This links scraper is intended to scrape links of an SPA web page.
drc up -d
drc logs -f links-scraper
Then make a post call to
http://localhost8891/scrape/
with the body:
{
"url": "https://publicatie.gelinkt-notuleren.demo.lblod.info"
}
and Content-Type set to application/json
After that the triple store (http://localhost:8890/sparql) will contain the scraped information of the websites and in the scraper-data folder there will be a downloaded version of each of the encountered pages.
The data will be stored with the following scheme:
There are 2 environment variables for configuring the SPARQL endpoint:
MU_SPARQL_ENDPOINT='http://database:8890/sparql'
MU_APPLICATION_GRAPH='http://mu.semte.ch/application'
the minimum age in seconds that need to have passed before a duplicate page will be added to the triple store, this is in milliseconds.
ENV MINIMUM_TIME_FOR_RESCRAPING=14400000
As we do not want to scrape the entire internet there is a blacklist file that can be configured. The position of that file is indicated by an environment variable:
ENV BLACKLIST_FILE="/app/sites.blacklist"
The content of this file is just URLS, for which we will check if they appear anywhere in the found links.

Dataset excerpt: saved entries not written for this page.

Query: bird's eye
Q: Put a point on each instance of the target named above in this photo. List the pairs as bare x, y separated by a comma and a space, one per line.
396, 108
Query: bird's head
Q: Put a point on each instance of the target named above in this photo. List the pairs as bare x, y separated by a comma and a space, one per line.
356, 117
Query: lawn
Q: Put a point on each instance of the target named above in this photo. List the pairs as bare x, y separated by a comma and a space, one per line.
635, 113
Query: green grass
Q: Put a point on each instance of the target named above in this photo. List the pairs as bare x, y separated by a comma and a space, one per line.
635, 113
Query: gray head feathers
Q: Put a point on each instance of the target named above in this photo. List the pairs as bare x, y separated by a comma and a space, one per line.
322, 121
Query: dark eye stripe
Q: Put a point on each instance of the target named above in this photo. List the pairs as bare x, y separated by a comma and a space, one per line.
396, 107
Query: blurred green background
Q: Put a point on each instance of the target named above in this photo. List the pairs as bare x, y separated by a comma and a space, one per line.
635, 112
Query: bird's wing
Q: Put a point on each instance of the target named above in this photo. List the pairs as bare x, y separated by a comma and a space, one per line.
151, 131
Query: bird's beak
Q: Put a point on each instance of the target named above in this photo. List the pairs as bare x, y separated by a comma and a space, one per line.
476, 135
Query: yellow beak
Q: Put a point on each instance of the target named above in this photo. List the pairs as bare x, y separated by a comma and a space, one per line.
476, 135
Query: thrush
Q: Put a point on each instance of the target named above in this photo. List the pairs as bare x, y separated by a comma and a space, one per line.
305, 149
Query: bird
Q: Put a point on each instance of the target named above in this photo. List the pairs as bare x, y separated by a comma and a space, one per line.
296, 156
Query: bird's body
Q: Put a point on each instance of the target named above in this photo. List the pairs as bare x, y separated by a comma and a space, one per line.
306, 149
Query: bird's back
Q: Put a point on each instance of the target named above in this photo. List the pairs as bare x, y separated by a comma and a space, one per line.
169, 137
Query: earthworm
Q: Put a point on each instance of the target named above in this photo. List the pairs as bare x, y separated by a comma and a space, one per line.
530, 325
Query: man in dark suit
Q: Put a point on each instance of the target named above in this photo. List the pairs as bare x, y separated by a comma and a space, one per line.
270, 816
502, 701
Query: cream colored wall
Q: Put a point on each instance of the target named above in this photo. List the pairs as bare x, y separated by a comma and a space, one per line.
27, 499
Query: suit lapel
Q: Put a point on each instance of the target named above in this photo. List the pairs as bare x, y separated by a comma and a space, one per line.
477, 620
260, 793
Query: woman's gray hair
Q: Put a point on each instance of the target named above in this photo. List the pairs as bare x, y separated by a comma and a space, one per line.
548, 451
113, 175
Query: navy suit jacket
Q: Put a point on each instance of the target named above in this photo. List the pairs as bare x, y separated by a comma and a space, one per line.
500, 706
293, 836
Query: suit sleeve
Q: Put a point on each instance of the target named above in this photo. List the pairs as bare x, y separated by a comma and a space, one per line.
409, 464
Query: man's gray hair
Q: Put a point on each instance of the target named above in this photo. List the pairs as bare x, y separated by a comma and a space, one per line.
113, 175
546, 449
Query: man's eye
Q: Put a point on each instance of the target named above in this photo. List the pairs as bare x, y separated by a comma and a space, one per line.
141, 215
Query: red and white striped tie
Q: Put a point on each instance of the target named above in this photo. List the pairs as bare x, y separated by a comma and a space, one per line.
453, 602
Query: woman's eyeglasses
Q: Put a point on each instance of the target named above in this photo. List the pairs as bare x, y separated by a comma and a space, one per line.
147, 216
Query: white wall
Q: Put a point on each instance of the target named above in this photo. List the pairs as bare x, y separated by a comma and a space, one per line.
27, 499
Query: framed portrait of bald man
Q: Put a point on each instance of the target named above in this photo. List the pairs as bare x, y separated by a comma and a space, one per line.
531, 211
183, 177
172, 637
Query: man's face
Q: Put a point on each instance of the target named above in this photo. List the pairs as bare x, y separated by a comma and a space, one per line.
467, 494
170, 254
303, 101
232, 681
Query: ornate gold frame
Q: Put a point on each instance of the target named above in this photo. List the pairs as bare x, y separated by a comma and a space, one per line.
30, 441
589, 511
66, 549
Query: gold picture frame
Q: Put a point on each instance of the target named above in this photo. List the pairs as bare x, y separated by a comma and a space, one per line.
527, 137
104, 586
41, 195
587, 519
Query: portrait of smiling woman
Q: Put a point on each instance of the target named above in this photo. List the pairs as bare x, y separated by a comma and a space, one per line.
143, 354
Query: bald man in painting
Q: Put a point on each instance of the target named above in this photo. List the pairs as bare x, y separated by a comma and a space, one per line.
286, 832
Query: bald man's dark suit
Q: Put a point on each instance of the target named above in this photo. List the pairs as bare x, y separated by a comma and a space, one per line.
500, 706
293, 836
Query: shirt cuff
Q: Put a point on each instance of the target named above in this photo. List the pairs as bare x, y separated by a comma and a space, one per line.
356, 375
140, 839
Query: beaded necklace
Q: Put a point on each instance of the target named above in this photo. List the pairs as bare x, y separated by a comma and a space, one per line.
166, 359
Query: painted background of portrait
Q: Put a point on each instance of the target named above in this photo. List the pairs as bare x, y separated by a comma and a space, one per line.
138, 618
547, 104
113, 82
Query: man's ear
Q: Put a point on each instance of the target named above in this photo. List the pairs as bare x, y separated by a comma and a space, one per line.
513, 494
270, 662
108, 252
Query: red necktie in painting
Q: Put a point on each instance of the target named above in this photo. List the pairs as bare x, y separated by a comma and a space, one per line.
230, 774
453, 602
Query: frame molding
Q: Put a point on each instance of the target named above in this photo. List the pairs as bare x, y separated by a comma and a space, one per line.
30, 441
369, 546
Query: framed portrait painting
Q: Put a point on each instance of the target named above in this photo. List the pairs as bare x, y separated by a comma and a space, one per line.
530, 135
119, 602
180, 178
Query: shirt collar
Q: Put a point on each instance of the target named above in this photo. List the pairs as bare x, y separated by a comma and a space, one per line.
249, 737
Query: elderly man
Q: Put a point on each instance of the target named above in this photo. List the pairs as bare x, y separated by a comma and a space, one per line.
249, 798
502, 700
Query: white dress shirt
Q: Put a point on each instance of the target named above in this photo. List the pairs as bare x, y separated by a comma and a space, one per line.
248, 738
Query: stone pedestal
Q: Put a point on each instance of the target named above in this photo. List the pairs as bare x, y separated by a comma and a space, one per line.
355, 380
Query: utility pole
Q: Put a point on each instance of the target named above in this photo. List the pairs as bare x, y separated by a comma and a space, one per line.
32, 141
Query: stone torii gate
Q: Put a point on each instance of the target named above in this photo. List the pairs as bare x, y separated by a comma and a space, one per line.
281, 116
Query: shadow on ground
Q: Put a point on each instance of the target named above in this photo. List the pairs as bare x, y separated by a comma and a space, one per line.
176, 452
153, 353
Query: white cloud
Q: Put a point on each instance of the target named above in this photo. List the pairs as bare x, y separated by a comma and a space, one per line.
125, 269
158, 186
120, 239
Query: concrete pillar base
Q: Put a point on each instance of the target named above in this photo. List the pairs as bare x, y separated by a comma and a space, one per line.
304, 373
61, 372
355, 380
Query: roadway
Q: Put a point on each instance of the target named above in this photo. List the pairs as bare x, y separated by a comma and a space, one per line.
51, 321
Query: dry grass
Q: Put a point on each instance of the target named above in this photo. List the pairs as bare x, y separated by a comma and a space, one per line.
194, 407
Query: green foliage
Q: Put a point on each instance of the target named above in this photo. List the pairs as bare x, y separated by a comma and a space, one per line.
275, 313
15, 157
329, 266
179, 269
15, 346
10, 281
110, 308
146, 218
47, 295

The datamodel can be changed by adjusting the scraper/SPARQL.js file. Here all the predicates are documented. To make more complex changes the queries that are being made need to be looked at. Now this file contains an object (SPARQL) that holds the representations as follows:
const SPARQL = {
PREFIXES: "PREFIX mu:<http://mu.semte.ch/vocabularies/> PREFIX muExt:<http://mu.semte.ch/vocabularies/ext/> PREFIX dct:<http://purl.org/dc/terms/> ",
TYPE_PAGE: "muExt:Page",
TYPE_DOWNLOADED_PAGE: "muExt:DownloadedPage",
PREDICATE_URL: "muExt:url",
PREDICATE_LINKSTO: "muExt:linksTo",
PREDICATE_DOWNLOADEDAS: "muExt:downloadedAs",
PREDICATE_FILENAME: "muExt:filename",
PREDICATE_MODIFIED: "muExt:modified",
PREDICATE_UUID: "mu:uuid",
RESOURCE_BASE_PAGE: "http://example.com/resources/pages/",
RESOURCE_BASE_DOWNLOADED_PAGE: "http://example.com/resources/downloaded-pages/",
query: query,
update: update
};